Plus I put my dirty, unpedicured feet into this, you guys:
Look at this at your feet and tell me you don't see Nature Jesus. Go ahead.
I also learned the origin of the phrase "blaze a trail," so, linguistics! Idiomatic studies!
Please don't tell me if this isn't true, because it would ruin me.
Then I saw goats on the highway on the way back, and I got to yell "GOATS!" because honestly, I pathetically love goats and if I had an animal farm it would be a goat farm, even though I know that making that crazy expensive cheese is a fat load of work that I don't really want to do, so I'd be, like, a social media writer person with goats, and I don't know if that would be the best idea.
I was kind of done in emotionally at that point. How much can a nature-starved suburban person take in a day before leaves start to sprout from your brain? It was like that time I had an art hangover in Florence, except everything was mostly green and not Catholic and gilt and boobs. That is until we passed a huge spray-painted sign that said "BIKER BASH" in front of a highway bar called Fat Daddy's, because this weekend is Rolling Thunder in DC (I skipped going this year, but if you're ever in DC on Memorial Day Weekend, you should go. This is where I tell you why. It's pretty great.) And we joked about going in, but I was only half-joking, one because bikers are generally nice and fun guys who are way less creepy than your average guy in a bar, true story, and they will never, ever judge you for how much beer you drink (that is how you tell a fake biker from a real one: beer judgment.) And two because I was imagining somehow being a bit player or maybe the main girl (AU REVOIR SIMONE!) in a reenactment of the Pee-Wee's Big Adventure Tequila scene, which is some fine cinema with which I hope you are acquainted.
Afterwards, there was beer, and these perfect little bloody Mary oyster shooters, because the best kind of naturalist friend is the one who knows her not-quite-so-naturalist-friend quite well.

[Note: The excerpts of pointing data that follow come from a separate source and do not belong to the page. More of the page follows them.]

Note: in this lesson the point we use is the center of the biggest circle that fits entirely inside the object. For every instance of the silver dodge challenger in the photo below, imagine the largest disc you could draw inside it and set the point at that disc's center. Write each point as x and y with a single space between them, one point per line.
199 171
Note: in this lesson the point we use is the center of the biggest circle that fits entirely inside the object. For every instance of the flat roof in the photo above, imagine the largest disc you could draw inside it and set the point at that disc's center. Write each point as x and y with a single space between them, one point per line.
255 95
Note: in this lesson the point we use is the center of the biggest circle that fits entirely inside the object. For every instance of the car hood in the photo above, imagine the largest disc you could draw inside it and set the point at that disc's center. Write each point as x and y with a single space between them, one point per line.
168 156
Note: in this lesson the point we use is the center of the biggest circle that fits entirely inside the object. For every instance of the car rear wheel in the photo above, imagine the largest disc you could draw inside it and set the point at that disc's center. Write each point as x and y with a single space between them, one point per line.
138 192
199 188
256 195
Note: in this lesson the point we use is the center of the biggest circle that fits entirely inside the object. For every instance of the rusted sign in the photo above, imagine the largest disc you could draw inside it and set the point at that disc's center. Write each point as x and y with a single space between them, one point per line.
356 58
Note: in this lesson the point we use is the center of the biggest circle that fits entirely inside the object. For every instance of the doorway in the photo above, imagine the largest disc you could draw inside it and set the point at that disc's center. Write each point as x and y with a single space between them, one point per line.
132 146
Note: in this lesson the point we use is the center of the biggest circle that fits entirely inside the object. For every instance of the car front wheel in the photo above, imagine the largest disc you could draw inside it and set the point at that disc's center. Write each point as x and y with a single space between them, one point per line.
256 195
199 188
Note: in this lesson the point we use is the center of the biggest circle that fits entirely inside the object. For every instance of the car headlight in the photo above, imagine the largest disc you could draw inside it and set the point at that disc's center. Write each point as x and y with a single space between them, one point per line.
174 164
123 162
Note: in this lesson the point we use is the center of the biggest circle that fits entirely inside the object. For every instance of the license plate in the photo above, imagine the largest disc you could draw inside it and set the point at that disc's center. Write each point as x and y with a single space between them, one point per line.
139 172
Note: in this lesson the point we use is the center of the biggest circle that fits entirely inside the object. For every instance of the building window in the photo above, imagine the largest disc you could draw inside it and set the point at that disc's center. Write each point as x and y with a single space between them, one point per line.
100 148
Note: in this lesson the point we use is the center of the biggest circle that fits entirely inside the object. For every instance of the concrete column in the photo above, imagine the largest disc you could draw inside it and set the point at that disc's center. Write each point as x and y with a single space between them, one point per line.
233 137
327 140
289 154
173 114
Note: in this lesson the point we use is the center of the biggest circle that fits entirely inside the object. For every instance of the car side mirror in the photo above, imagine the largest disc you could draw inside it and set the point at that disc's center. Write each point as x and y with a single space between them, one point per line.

I hate this picture of me, but I am happy in it, so there, so here it is, killing me softly, living on my internet website.
After two of these I ended up reeling off all of the ways in which Jen needed a social media strategy and dammit, she was going to have a blog, because there had to be other people on the internet who were as interested in showing children and even people like me who really don't care about leaves and plants and general woodland life.
I am just dim enough to need days like this to remind me that things in my life that are troubling me look different, and often not as overwhelming, when I change my scenery with some purpose. They were still there, they were still things that were concerning me or that I had framed as problems that I needed to solve with my imperfect little mind, but I was in motion. I was taking pictures because I like to, which is something I forget to do an awful lot for someone who loves to do it so much. I wasn't sitting still and fretting in my living room or in my car or wherever else I like to turn over to the bad neighborhoods in my mind.
I wasn't panicking and missing the present. I was moving my body in a healthy way. I don't know when this became such a remarkable occurrence, honestly.
I basically need to get outside more often.



Your photos are lovely, and that photo of you is also lovely.